Sorry, the thought-blocking rays got to me for a moment. What I really meant to say is welcome back, Crunchy.

Crunchers! Welcome back. :slight_smile:


You were gone?


Welcome back, Crunchy! :wink:

Ooooh… be careful asking for that, Guinny, cuz I’ve had a crush on you since, well, since that one thread where you hinted that you may want a nekkid pic. :wink:

I dunno. That’s pretty draining from the welcomer’s side, gotta try to think of something different for each person and when it gets into the 100s you start running out of material. Plus it was hard enough to keep up with when I just posted all dat from work, and now that I can’t do that anymore I won’t be around to keep up with all the newbies.

It was fun though, and if I could get a few dedicated helpers I might start it up again.

And hey, LifeOnWry - I brought pie.

Now about that two-legged cat thread… I’m thinking of naming it Halfster or something.

Hell, she may have only hinted there, Froggie … but she wants to see your Frogson! She said so herself!

All those parts of the brain and that’s what you came up with?!


Welcome back, and nice to meet ya.

When I read this post, the analytical part of my brain picked apart the real reasons he had written it. The critical part of my brain looked for grammar and spelling errors.

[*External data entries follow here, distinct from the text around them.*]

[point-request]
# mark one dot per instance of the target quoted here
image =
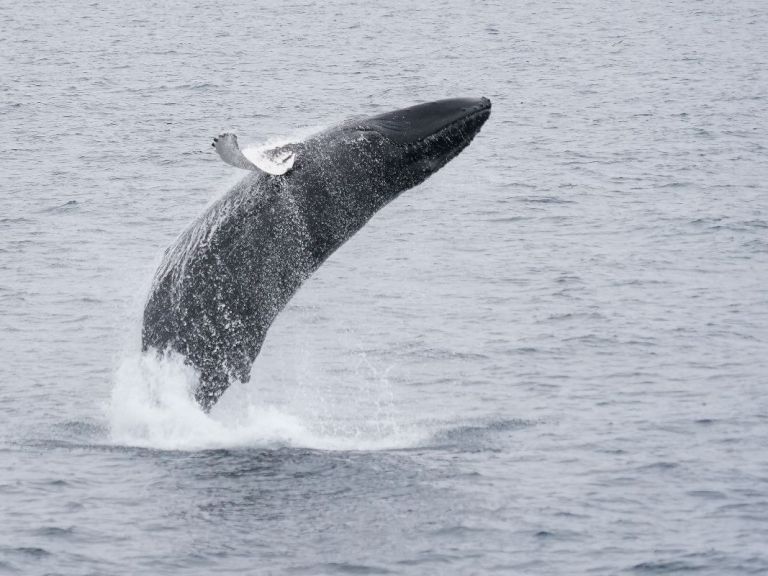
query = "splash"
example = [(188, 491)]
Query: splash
[(152, 407)]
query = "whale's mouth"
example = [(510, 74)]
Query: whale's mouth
[(434, 120)]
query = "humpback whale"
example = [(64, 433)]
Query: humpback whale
[(223, 281)]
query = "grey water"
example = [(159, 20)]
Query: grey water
[(550, 358)]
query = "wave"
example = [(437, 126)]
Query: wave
[(152, 406)]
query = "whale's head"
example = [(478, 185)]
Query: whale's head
[(400, 149), (415, 142), (362, 164)]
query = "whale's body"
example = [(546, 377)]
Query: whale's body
[(228, 275)]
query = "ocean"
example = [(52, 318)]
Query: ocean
[(550, 358)]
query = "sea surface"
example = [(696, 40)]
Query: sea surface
[(550, 358)]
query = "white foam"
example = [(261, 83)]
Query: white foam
[(152, 407)]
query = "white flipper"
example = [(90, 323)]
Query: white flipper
[(275, 161)]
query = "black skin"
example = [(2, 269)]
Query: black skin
[(225, 279)]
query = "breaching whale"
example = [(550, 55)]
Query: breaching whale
[(227, 276)]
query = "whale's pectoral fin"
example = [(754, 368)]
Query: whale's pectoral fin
[(275, 161), (227, 148)]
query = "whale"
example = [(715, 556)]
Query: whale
[(223, 281)]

The hypocritical part of my brain scorned his perusal of internet porn while one of my open windows displayed The emotional part of my brain was happy he was posting again. The paranoid part of my brain wondered if this whole message board was an elaborate exercise in mocking my existence. My ego was checking out my reflection in the monitor and though my hair looked pretty.

My stomach wondered if there were any oreos left. My lungs politely asked for more oxygen, and my diaphragm obliged, contracting and pulling in more air. My kidneys were only concerned with straining toxins and bacteria from my body, the selfish bastards.

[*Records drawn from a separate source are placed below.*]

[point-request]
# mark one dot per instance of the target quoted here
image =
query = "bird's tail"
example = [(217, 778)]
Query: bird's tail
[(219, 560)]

Anyway, glad to see you back, CrunchyFrog!

Sorry, Crunchy Frog. Much as I appreciate the gesture, we obviously have different definitions of “snacks.”

Pie is not snacks.
Pie is dessert.
Snacks is chips & dip, pretzels & Nutella, grapes & cheese, and so on and so forth.

Please return to the place from whence you came and re-enter, this time bringing SNACKS.

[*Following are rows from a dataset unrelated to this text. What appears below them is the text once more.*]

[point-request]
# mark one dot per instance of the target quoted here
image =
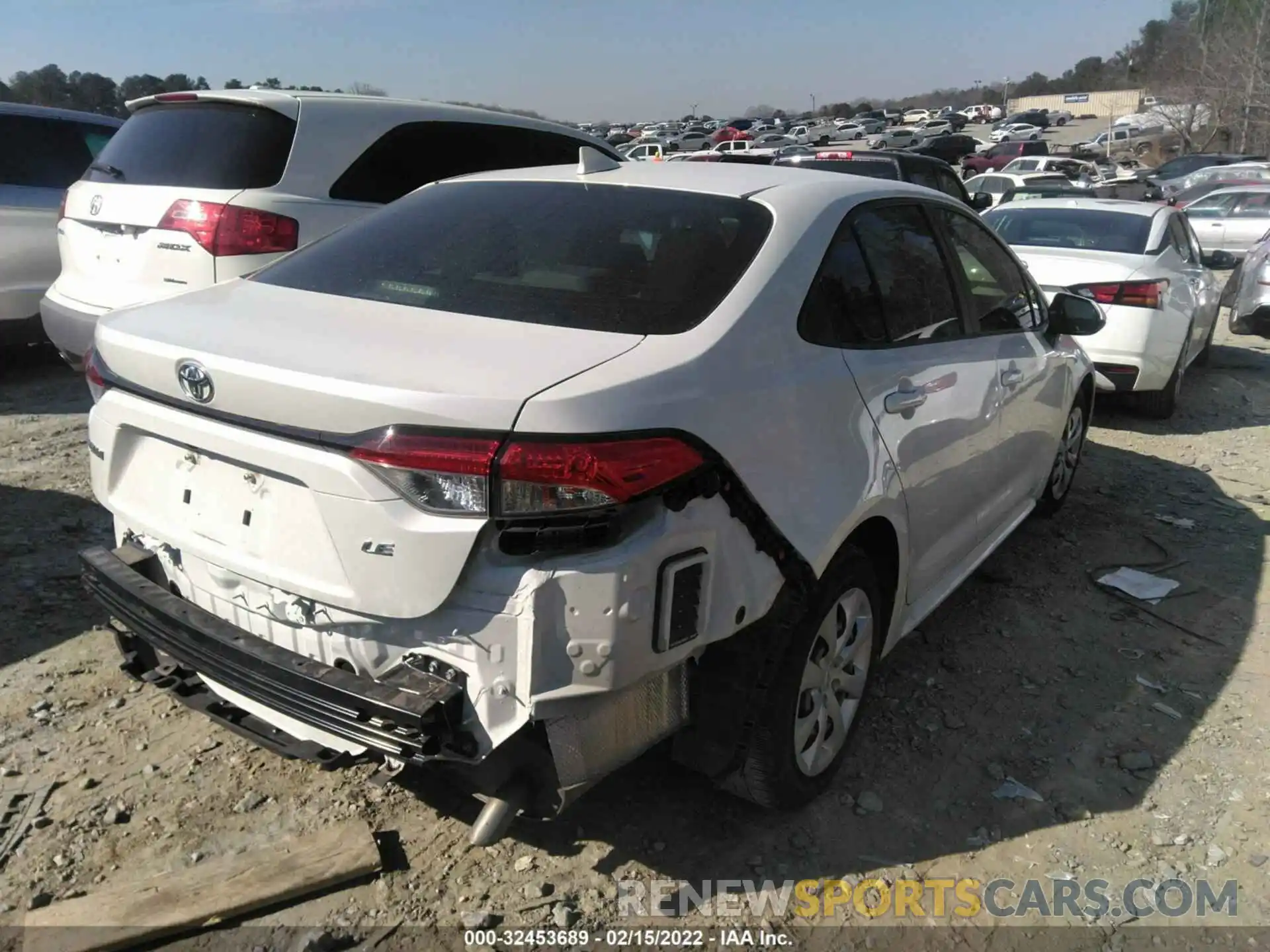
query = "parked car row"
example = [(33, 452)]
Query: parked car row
[(520, 504)]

I promise I’ll be just as welcoming as you could hope for.

C’mon, LifeOnWry. You’ve got kids. Pie isn’t snacks, or dessert. It’s *dinner. *


Sad, isn’t it?

Sorry, I thought you were going towards that old “When come back, bring pie” bit.

And WTF is Nutella? Reminds me of a box of chocolates I had once and one of the flavors was labeled “Nut Cream” (no kidding).
I couldn’t get that phrase out of my head, “Hey anyone care for some more Nut Cream?” or “Mmmm, that’s good Nut Cream!”

And KCSuze, when you’re all done of that naked pic of me, forward it on to *Guinny, would ya? Thanks.

Hmmm…I’ll make a copy of it, but I’m keeping one for myself. In fact, I’m thinking of making it my computer’s wallpaper. I did notice you not posting to the “tiny penis” thread, by the way. :wink:

Nutella hazelnut spread. The epitome of all sugary, sticky good stuff in a jar. I think it tastes rather like chocolate myself.

Well, you’re off to a frying start!

Welcome back Crunchy.

What about beef pie?

[sub](I am so worried about the phrasing of that question in a Crunchy thread actually…)[/sub]
Hey Sweetie!

hugs Crunchy and runs away to hide

70’s TV said it best:

"Welcome back,
Your dreams were your ticket out.

Welcome back,
To that same old place that you laughed about.

Well the names have all changed since you hung around,
But those dreams have remained and they’re turned around.

Who’d have thought they’d lead ya (Who’d have thought they’d lead ya)
Here where we need ya (Here where we need ya)

Yeah we tease him a lot cause we’ve hot him on the spot, welcome back,
Welcome back, welcome back, welcome back."